This is an implementation of the BERT architecture (Bidirectional Encoder Representations from Transformers paper). This repository provides a PyTorch implementation of BERT from scratch, including the model architecture, data preprocessing and training.
conda env create -f ./env/env.yaml
conda activate bert
python -m ipykernel install --user --name=bert
conda deactivate
conda remove -n bert --all -y
jupyter kernelspec uninstall bert -y
python scripts/prepare_dataset.py --num_samples=10000
python scripts/train_model.py --d_model=64 --n_layers=4 --n_heads=4 --batch_size=8 --training_steps=1000
Unlike in the original BERT paper, this implementation doesn't yet use the bookcorpus dataset for the pretraining. In the Huggingface version of the bookcorpus most samples are short, independent sentences from books without any connection to other sentences.
The preprocessing is split into three distinct parts:
- Splitting by context length: Each sample from original dataset is split into multiple samples of length context_length. Each sample must contain at least two sentences.
- Preparing next sentence prediction (NSP): For NSP, half of the samples will contain two consecutive sequences of sentences (IsNext) and the other half will contain two non-consecutive sequences of sentences (NotNext).
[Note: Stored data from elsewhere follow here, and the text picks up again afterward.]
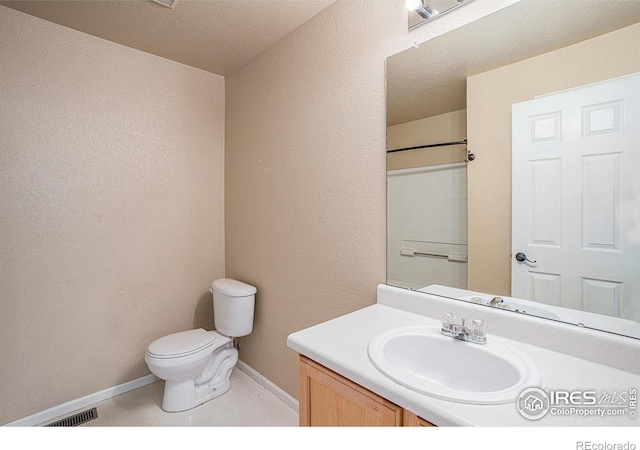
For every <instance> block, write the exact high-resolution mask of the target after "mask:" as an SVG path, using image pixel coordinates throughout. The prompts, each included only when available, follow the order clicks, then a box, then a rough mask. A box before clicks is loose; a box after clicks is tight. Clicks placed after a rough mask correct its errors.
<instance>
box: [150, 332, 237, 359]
mask: <svg viewBox="0 0 640 450" xmlns="http://www.w3.org/2000/svg"><path fill="white" fill-rule="evenodd" d="M228 340H230V338H226V339H225V336H222V335H220V334H218V333H216V332H210V331H205V330H203V329H202V328H198V329H195V330H188V331H180V332H178V333H173V334H170V335H168V336H165V337H162V338H160V339H157V340H155V341H153V342H152V343H151V344H150V345H149V348H148V350H147V354H148V355H149V356H150V357H152V358H158V359H173V358H184V357H186V356H190V355H193V354H195V353H199V352H202V351H205V350H209V351H213V350H214V349H213V348H211V347H213V346H215V347H218V346H220V345H222V344H224V343H225V342H226V341H228ZM216 344H217V345H216Z"/></svg>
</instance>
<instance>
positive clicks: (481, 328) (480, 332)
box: [471, 319, 487, 341]
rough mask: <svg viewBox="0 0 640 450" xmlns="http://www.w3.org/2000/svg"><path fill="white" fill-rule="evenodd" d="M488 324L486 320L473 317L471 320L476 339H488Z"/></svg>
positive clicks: (474, 336) (473, 334)
mask: <svg viewBox="0 0 640 450" xmlns="http://www.w3.org/2000/svg"><path fill="white" fill-rule="evenodd" d="M486 334H487V324H486V322H485V321H484V320H481V319H473V320H472V321H471V336H472V337H473V339H474V340H475V341H483V340H484V341H486V339H487V338H486Z"/></svg>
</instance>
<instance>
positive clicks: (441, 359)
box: [368, 326, 541, 404]
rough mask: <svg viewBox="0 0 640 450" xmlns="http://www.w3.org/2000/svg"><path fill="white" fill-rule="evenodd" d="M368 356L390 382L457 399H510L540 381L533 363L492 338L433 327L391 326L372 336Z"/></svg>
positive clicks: (538, 376) (496, 402)
mask: <svg viewBox="0 0 640 450" xmlns="http://www.w3.org/2000/svg"><path fill="white" fill-rule="evenodd" d="M368 354H369V359H370V360H371V362H372V363H373V365H374V366H375V367H376V368H377V369H378V370H379V371H380V372H382V373H383V374H384V375H385V376H387V377H388V378H390V379H392V380H393V381H395V382H396V383H398V384H400V385H402V386H404V387H406V388H409V389H411V390H413V391H416V392H420V393H422V394H426V395H429V396H432V397H435V398H439V399H443V400H449V401H453V402H458V403H468V404H503V403H513V402H515V401H516V400H517V398H518V395H520V393H521V392H522V391H523V390H525V389H526V388H529V387H539V386H540V382H541V378H540V373H539V372H538V370H537V368H536V367H535V366H534V365H533V363H532V362H531V361H530V360H529V359H528V358H527V357H525V356H524V355H522V354H520V353H518V352H516V351H515V350H513V349H512V348H511V347H509V346H508V344H506V343H504V342H503V341H502V340H501V339H500V338H496V337H495V336H488V338H487V343H486V344H485V345H479V344H474V343H470V342H465V341H461V340H457V339H453V338H451V337H448V336H444V335H442V334H441V333H440V328H439V327H427V326H422V327H407V328H396V329H392V330H388V331H385V332H383V333H380V334H378V335H377V336H375V337H374V338H373V339H372V340H371V341H370V342H369V347H368Z"/></svg>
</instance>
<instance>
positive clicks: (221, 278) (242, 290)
mask: <svg viewBox="0 0 640 450" xmlns="http://www.w3.org/2000/svg"><path fill="white" fill-rule="evenodd" d="M211 289H212V290H214V291H216V292H219V293H221V294H225V295H229V296H231V297H245V296H247V295H253V294H255V293H256V292H257V291H258V290H257V289H256V288H255V286H251V285H250V284H247V283H243V282H242V281H238V280H232V279H231V278H221V279H219V280H216V281H214V282H213V283H211Z"/></svg>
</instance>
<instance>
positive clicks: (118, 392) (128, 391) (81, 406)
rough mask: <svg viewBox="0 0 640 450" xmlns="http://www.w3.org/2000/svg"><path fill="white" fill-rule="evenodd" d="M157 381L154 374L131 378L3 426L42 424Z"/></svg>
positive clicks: (19, 426)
For the IsNext-case a sample will randomly be split into two segments at a sentence delimiter. For the NotNext-case two samples will be randomly split into two segments each that will be combined with a segment form the other sample.
- Preparing masked language modeling (MLM): For MLM, (by default) 15% of tokens will be masked. Of these, 80% will be replaced by the [MASK] token, 10% will be replaced by a random token and the remaining 10% will not be replaced.